Preamble: It’s been nearly two years since I wrote something here. In that time, I’ve worked with a dozen or so big public companies trying to understand how to balance keep-the-lights-on, milk-the-cash-cow marketing with the pursuit of disruptive innovations. I’m trying to assemble these thoughts into something—maybe a book, maybe an online course, maybe a workshop—that represents what I’ve learned. I often talk about the perils of local maxima, so I thought I’d explain it in a bit more detail
Why isn’t Blockbuster Netflix?
Blockbuster knew that streaming video was going to happen. But the company failed to execute on this near-certain future, despite the fact that the global rental chain had tremendous advantages as the incumbent. For example, Blockbuster knew the rental history of all its customers. It knew where they lived. It knew when they watched movies. It even had their payment information on hand.

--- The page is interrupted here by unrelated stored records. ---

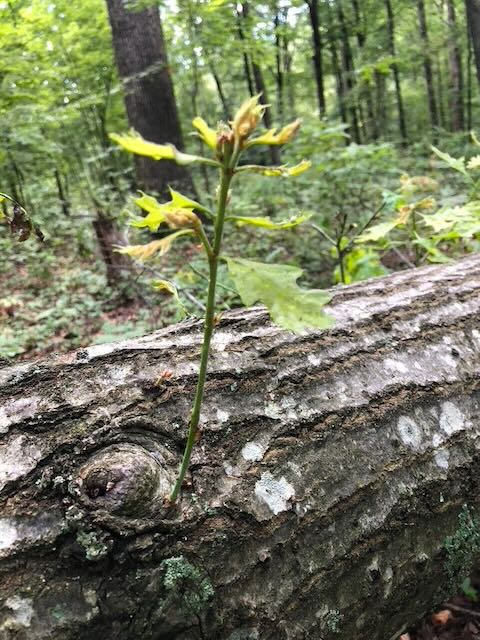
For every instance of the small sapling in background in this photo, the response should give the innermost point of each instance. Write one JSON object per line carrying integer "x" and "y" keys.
{"x": 274, "y": 285}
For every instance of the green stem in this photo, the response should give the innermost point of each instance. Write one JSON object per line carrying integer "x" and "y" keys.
{"x": 213, "y": 259}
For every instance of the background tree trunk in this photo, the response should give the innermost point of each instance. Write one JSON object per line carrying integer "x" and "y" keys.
{"x": 473, "y": 20}
{"x": 317, "y": 57}
{"x": 142, "y": 64}
{"x": 456, "y": 71}
{"x": 330, "y": 469}
{"x": 402, "y": 125}
{"x": 427, "y": 65}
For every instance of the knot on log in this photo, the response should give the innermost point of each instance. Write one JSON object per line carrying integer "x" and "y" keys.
{"x": 124, "y": 479}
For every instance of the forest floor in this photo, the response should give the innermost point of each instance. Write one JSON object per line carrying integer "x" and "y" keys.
{"x": 457, "y": 619}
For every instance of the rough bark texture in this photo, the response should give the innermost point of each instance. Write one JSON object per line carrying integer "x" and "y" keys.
{"x": 456, "y": 71}
{"x": 330, "y": 469}
{"x": 473, "y": 20}
{"x": 149, "y": 98}
{"x": 402, "y": 125}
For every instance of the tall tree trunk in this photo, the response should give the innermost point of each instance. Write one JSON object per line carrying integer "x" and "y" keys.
{"x": 473, "y": 21}
{"x": 469, "y": 82}
{"x": 402, "y": 123}
{"x": 317, "y": 57}
{"x": 261, "y": 87}
{"x": 330, "y": 470}
{"x": 62, "y": 195}
{"x": 149, "y": 98}
{"x": 441, "y": 93}
{"x": 370, "y": 126}
{"x": 221, "y": 94}
{"x": 332, "y": 41}
{"x": 288, "y": 58}
{"x": 456, "y": 100}
{"x": 246, "y": 60}
{"x": 279, "y": 66}
{"x": 381, "y": 111}
{"x": 348, "y": 73}
{"x": 110, "y": 236}
{"x": 427, "y": 65}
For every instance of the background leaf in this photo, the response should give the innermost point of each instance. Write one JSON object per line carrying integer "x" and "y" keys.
{"x": 290, "y": 307}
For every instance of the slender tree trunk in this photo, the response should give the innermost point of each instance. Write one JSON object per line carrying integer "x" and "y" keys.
{"x": 381, "y": 111}
{"x": 221, "y": 94}
{"x": 370, "y": 126}
{"x": 287, "y": 56}
{"x": 109, "y": 236}
{"x": 331, "y": 468}
{"x": 149, "y": 98}
{"x": 317, "y": 57}
{"x": 246, "y": 60}
{"x": 279, "y": 66}
{"x": 62, "y": 195}
{"x": 427, "y": 65}
{"x": 441, "y": 93}
{"x": 473, "y": 21}
{"x": 456, "y": 101}
{"x": 348, "y": 73}
{"x": 469, "y": 82}
{"x": 332, "y": 41}
{"x": 402, "y": 124}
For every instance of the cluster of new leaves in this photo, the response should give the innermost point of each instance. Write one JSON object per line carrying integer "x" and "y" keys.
{"x": 433, "y": 230}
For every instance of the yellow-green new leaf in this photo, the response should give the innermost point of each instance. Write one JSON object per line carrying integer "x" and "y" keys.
{"x": 207, "y": 134}
{"x": 274, "y": 285}
{"x": 277, "y": 136}
{"x": 179, "y": 201}
{"x": 267, "y": 223}
{"x": 284, "y": 170}
{"x": 155, "y": 211}
{"x": 134, "y": 143}
{"x": 143, "y": 252}
{"x": 166, "y": 287}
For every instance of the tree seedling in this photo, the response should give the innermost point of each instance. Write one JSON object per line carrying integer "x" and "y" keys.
{"x": 274, "y": 285}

The problem was that Blockbuster was too addicted to the current state of the world.
When Blockbuster went bankrupt, two of its biggest sources of revenue were late fees and the sale of in-store concessions. Both of these revenue sources vanish when you stream movies online. This meant that the new state of the world looked much less attractive to Blockbuster than it did to a startup with nothing to lose—namely, Netflix.
Netflix, on the other hand, knew that the world of streamed content was coming. Armed with little more than a spreadsheet, its founder figured out how to get to a new business model.
There was one major hurdle any early streaming company had to overcome. At the time, North American broadband was neither fast enough, nor widely available enough, to make streaming a reality. But, convinced that streaming video was the future, Netflix dug deeper. In doing so, the company discovered that there was a ubiquitous, high-bandwidth digital network already in place: The U.S. Postal Service. By mailing DVDs to customers, Netflix figured out how to get to online streaming first.
This was a big, brilliant hack, and many of today’s big companies have a hack like this in their history: Facebook launching on campuses; Twitter using SMS before everyone had a smartphone; Uber starting with licensed limousines; Amazon focusing on a long-tail, easily-shipped commodity (books.)
The problem large companies face isn’t a lack of hacks. It’s more systemic and deep-rooted. Big companies aren’t even looking for these hacks, because they don’t see future changes as inevitable. The warning signs of tomorrow’s upheavals are everywhere, from the rise of coastlines, to the end of hydrocarbons as an energy source, to the ability of machine learning to outperform most humans at common tasks, to the ruthless efficiency of robotics and automation. Like Blockbuster, today’s big organizations don’t plan for the future because they’re addicted to the way things are.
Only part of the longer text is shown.